Intelligence Économique et Intelligence Émotionnelle : une alliance indispensable ? Par Anna Elviro

La synergie entre l’intelligence économique et émotionnelle peut constituer un pilier de différenciation

L’intelligence économique, comme définie par Alain Juillet, expert en la matière, est « l'ensemble des actions coordonnées de recherche, de traitement et de distribution de l'information utile aux acteurs économiques, en vue de leur exploitation. Ces actions sont menées légalement avec toutes les garanties de protection nécessaires, pour permettre à ces acteurs d'être compétitifs ».

L’intelligence émotionnelle, quant à elle, a été définie pour la première fois par les psychologues Peter Salovey et John Mayer. Elle désigne « l'habileté à percevoir et à exprimer les émotions, à les intégrer pour faciliter la pensée, à comprendre et raisonner avec elles, ainsi qu'à réguler les émotions chez soi et chez les autres ». Cette notion a été approfondie par Daniel Goleman dans son ouvrage de référence, L'intelligence émotionnelle.

Dans un contexte économique marqué par l'incertitude et la complexité croissantes, la synergie entre l’intelligence économique et émotionnelle peut constituer un pilier de différenciation. Elle permet de mieux détecter les signaux faibles, d’identifier les risques, de saisir des opportunités pertinentes et de prendre des décisions plus éclairées.

La veille stratégique commence par soi-même

L’intelligence économique est souvent associée à la cognition et aux capacités mentales, avec des concepts clés tels que la maîtrise, l’analyse, la gestion des risques. Cependant, il est important de se rappeler que les êtres humains, au cœur de ce système, fonctionnent selon trois centres d’intelligence : instinctif, émotionnel et mental.

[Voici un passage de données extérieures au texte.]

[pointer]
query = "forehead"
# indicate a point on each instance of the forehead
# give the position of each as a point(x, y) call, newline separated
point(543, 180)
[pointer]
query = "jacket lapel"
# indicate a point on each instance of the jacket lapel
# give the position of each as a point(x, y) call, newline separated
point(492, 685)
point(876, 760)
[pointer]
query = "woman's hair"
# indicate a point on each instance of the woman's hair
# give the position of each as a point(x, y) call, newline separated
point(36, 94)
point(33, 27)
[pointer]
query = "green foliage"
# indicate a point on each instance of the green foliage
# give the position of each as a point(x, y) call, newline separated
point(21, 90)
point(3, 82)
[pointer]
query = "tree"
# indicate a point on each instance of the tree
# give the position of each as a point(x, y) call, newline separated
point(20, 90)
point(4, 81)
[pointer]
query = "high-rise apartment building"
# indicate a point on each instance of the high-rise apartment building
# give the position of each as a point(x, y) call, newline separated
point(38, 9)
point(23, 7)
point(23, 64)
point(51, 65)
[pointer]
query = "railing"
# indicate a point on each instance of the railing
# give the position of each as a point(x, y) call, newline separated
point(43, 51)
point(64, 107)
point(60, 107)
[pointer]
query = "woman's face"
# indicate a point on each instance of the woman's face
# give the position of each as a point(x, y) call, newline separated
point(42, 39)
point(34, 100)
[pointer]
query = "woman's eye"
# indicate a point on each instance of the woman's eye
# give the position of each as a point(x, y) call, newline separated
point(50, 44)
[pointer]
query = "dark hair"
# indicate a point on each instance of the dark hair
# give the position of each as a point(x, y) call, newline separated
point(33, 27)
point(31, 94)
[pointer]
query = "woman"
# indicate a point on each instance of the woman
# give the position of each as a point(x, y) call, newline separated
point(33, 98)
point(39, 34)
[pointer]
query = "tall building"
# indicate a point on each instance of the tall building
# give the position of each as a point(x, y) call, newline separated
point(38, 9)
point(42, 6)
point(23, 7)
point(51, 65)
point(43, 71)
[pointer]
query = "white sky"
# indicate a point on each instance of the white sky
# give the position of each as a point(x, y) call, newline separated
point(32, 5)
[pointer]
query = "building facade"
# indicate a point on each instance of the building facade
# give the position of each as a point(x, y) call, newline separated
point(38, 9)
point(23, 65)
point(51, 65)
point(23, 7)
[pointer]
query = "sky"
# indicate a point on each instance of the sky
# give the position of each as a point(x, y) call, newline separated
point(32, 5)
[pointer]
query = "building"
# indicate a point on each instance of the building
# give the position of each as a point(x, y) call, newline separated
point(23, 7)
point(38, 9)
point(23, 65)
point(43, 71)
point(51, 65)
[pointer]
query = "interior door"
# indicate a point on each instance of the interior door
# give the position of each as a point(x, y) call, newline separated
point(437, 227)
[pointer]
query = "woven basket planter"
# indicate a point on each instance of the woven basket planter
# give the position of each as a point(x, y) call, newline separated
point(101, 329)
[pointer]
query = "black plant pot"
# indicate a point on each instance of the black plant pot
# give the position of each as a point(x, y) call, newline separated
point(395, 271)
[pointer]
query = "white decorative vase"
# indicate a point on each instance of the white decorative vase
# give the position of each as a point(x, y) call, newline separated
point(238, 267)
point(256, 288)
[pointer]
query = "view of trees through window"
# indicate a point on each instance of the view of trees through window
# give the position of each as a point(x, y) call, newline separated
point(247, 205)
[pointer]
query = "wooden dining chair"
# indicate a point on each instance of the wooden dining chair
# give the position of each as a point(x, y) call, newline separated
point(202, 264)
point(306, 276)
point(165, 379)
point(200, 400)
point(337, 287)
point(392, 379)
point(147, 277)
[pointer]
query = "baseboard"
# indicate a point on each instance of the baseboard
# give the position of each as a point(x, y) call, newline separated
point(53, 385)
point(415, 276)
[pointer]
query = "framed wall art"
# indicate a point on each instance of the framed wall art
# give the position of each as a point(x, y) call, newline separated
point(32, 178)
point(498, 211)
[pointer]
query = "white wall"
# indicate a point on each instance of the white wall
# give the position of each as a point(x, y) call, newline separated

Dans l’histoire de l’évolution, l’intelligence instinctive est apparue en premier, garantissant la survie des espèces. Ensuite, l’intelligence émotionnelle s’est développée, permettant de ressentir et d'interagir avec l’environnement. Enfin, bien plus tard, l’intelligence mentale a émergé, permettant de nommer, de comprendre et d’analyser. Ces processus neuroscientifiques ont été largement décrits par Antonio Damasio dans son ouvrage Sentir et savoir, où il précise que l'intelligence mentale « se fonde sur le raisonnement et la créativité, et dépend de la manipulation de schémas explicites d’informations, les images ».

L’intelligence émotionnelle, elle, commence par la conscience de soi, un aspect essentiel souligné par Daniel Goleman. Cette conscience implique d'être attentif aux signaux faibles envoyés par notre corps, qui transmet des informations précieuses au cerveau avant même que notre esprit rationnel ne puisse les traiter. Cette sorte de « veille stratégique personnelle » permet de reconnaître et comprendre nos émotions, d’être pleinement conscient de ce qui nous arrive, et de détecter les signaux subtils émis par notre propre corps.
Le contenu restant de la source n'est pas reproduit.